‘Dewhurst’ becomes a verb

I learned the new use of a word while perusing my copy of the Sunday New York Times this morning.

The word is “Dewhursted,” referring to what happened to the Texas lieutenant governor in his losing effort in 2012 to be elected to the U.S. Senate. David Dewhurst – who was thought to be a shoo-in for the seat that Kay Bailey Hutchison vacated this past year – got outflanked on his right by tea party golden boy Ted Cruz in the state Republican primary.

Cruz then, um, cruised to a general election victory over former Democratic state Rep. Paul Sadler.

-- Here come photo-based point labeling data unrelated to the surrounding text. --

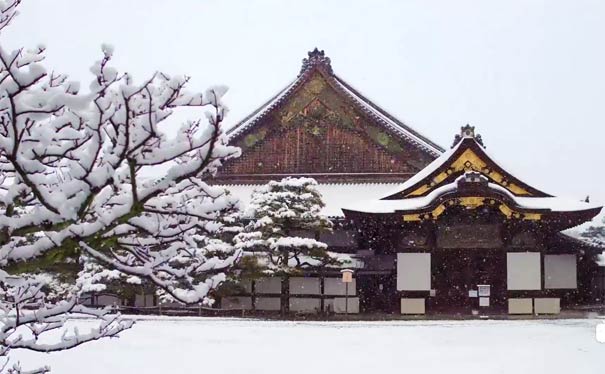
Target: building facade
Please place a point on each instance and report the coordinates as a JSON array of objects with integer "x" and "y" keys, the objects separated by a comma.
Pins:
[{"x": 431, "y": 230}]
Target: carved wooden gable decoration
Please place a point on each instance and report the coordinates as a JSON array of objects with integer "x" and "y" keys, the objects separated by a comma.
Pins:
[
  {"x": 320, "y": 126},
  {"x": 467, "y": 155}
]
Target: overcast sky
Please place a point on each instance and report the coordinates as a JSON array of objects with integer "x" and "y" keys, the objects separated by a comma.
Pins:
[{"x": 530, "y": 75}]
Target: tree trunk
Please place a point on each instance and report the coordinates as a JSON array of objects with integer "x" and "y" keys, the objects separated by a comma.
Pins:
[{"x": 285, "y": 295}]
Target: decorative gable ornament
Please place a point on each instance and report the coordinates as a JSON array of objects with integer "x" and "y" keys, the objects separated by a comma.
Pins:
[
  {"x": 468, "y": 131},
  {"x": 316, "y": 58}
]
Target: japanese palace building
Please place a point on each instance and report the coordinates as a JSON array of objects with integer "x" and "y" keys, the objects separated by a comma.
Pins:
[{"x": 431, "y": 230}]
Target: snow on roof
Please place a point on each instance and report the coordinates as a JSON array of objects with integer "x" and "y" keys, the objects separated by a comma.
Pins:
[
  {"x": 335, "y": 195},
  {"x": 428, "y": 170},
  {"x": 554, "y": 204},
  {"x": 317, "y": 58},
  {"x": 388, "y": 120}
]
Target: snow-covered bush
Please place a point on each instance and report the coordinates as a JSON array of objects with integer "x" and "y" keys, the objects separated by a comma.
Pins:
[
  {"x": 279, "y": 213},
  {"x": 71, "y": 184}
]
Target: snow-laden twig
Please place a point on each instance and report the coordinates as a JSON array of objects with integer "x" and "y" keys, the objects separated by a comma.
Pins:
[{"x": 72, "y": 194}]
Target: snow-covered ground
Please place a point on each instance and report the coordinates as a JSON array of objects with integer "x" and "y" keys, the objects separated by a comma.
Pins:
[{"x": 217, "y": 345}]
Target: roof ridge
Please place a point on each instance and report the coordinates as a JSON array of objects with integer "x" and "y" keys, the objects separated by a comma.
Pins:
[
  {"x": 318, "y": 61},
  {"x": 402, "y": 126}
]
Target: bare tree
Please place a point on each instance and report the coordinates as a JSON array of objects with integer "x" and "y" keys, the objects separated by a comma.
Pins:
[{"x": 73, "y": 170}]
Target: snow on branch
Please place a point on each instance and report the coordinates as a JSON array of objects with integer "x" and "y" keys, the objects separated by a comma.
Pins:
[
  {"x": 77, "y": 205},
  {"x": 279, "y": 213}
]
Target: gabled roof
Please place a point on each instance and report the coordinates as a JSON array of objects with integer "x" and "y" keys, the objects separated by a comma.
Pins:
[
  {"x": 466, "y": 176},
  {"x": 467, "y": 154},
  {"x": 317, "y": 61}
]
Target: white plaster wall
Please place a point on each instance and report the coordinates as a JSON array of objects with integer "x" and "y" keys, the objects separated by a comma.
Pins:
[
  {"x": 236, "y": 303},
  {"x": 335, "y": 286},
  {"x": 413, "y": 271},
  {"x": 304, "y": 305},
  {"x": 268, "y": 303},
  {"x": 268, "y": 285},
  {"x": 560, "y": 271},
  {"x": 339, "y": 305},
  {"x": 523, "y": 271},
  {"x": 145, "y": 300},
  {"x": 108, "y": 300},
  {"x": 304, "y": 286}
]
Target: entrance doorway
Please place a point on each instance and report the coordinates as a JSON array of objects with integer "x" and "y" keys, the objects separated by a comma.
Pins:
[{"x": 456, "y": 274}]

Thus, “Dewhurst” has become a verb, which is a form of praise in some circles. Those circles include those on the far right of the Republican Party, who now apparently are drawing a bead on the state’s other GOP senator, John Cornyn of San Antonio.

Emily Ramshaw of the Texas Tribune used the term “Dewhursted” today in an article published in the “Texas” section of the Times to describe what could happen to Cornyn if the tea party challenge to his candidacy next year succeeds. Ramshaw actually credits the term to some Republican observers, but I read it first in her story.

To avoid being Dewhursted, Cornyn is tacking to the right – or the far right – according to Ramshaw. Cornyn is trying to protect himself against what happened to Dewhurst, along with GOP Senate statesman Richard Lugar of Indiana in 2012. Dewhurst’s loss ended up with Texas electing a tea party flamethrower, while Lugar’s loss in Indiana produced a Democratic victory against the guy who beat Lugar in that state’s GOP primary.

What does this mean for Texas? It means Sen. Cornyn is going to take the bait that has lured other Republicans to the extreme right wing of their party. He’ll campaign for re-election by standing firm against virtually any idea that comes from the Democratic side of the aisle. Cornyn will promise he won’t compromise or negotiate if it means sacrificing his “conservative principles.”

The party’s harsh wing likely has gained another member who’s been spooked by the fear of being “Dewhursted.”